Surely half an hour's honest labor would have removed most of these eyesores, or counselled the rejection of the whole article. The chiefest triumphs of Macaulay's critical art are his essays on Warren Hastings, Bacon, and Boswell's Johnson; the former is a model of biography; the man stands out from the canvas with all the necessary associations hanging to him of the great events in which he was so conspicuous an actor, and yet no prolixity or tedious enumeration of public events. It is, however, in the masterly essay on Bacon that for the first time we have an idea presented to the mind of that wonderful man, the Shakspere of science and learning—all is harmonious; it is too well known to need any extracts to justify our praise.

The next publication of Mr. Macaulay's, his "Lays of Ancient Rome;" was a singular attempt to vivify decayed life, and though unsuccessful, yet it was an interesting failure; a modern may get a better idea of old Roman manners and habits of thought from this book than from all the histories in the world. It is certainly a half resuscitation of a mummy. We shall pass over this work to come to his last and greatest labor, his History of England—as this is the most matured of his productions, we shall endeavor to illustrate his style and peculiarities of mind from this valuable treasury of fact and thought.

There are many writers who display as much understanding; more who show greater research; others have more humor, but we venture to say there is no writer of modern times who combines the necessary quantity of these various faculties in so harmonious a manner: added to this, he has considerable logical acuteness, a fine taste, and over all, his prose is the very finest of modern times we

have read. No writer of the day has the same power of divesting subjects of their difficulties and obscurities, and placing the naked question before you stripped of its adventitious garments. How frequently, on the other hand, has he thrown a robe of beauty and interest round an unpromising and prosaic matter of either history, finance, or legislation.

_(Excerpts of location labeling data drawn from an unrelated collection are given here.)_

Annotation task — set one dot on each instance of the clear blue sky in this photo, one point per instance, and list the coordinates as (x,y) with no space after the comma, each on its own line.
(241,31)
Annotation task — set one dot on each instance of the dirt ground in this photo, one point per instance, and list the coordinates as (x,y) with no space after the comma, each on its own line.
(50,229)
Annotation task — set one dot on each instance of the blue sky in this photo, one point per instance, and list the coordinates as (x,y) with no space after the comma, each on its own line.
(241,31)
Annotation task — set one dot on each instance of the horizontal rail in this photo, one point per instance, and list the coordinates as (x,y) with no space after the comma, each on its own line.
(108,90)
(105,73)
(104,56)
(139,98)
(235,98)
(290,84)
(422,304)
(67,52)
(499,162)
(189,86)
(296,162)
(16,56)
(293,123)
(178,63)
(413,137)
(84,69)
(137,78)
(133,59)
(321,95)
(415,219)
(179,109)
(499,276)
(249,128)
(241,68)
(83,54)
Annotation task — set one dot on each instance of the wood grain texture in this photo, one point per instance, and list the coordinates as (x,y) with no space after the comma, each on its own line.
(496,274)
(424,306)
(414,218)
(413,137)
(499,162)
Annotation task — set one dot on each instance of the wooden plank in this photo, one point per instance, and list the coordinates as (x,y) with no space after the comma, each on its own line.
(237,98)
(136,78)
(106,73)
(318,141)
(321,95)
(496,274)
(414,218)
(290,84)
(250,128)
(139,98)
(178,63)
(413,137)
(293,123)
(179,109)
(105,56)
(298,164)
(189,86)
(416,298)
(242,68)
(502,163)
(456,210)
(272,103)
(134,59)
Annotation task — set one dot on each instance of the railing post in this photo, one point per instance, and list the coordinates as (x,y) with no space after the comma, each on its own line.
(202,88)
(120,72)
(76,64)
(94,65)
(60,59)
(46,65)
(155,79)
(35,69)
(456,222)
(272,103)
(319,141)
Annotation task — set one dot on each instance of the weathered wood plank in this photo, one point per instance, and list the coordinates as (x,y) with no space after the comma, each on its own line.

But the very qualities which render him an admirable critic where the judgment is brought into superior play, such as on subjects of history, philosophy, finance and politics, altogether incapacitate him for the highest office of the critic; we mean the setting forth the beauty and the mystery of poetry. All must be tangible, logical, or matter of fact, and he will then cement these uninviting masses into a fine eloquent system; but trust him with a Keat's, a Coleridge, or a Shelley, and his deficiency of imagination, or want of power to appreciate it, is most striking. The ancient ballads just referred to are damning facts against his having either the spirit of the poet, or the power of feeling its presence.

Yet there are passages in his writings so fine, so rhetorical, so like the prose part of a Childe Harold, that we feel half to doubt the truth that stares us in the face whenever we read a critique of Mr. Macaulay's on the loftier kind of poetry. We use the word loftier advisedly, because no man is better able to appreciate Dryden or Pope, Crabbe, Scott and Rogers, or those poets where artifice logic and close reasoning abound: where eloquent special pleading, and glowing declamation reign, instead of the truth and the faculty divine; these writers we feel cannot desire a more liberal or sagacious exponent: but when he approaches the tender exuberance of Keats, the daring subtilty and metaphysical brilliancy of Shelley, and the supernatural chaunts of Coleridge, then he endeavors to show to the world that they address a faculty not in the sparkling essayest and eloquent historian.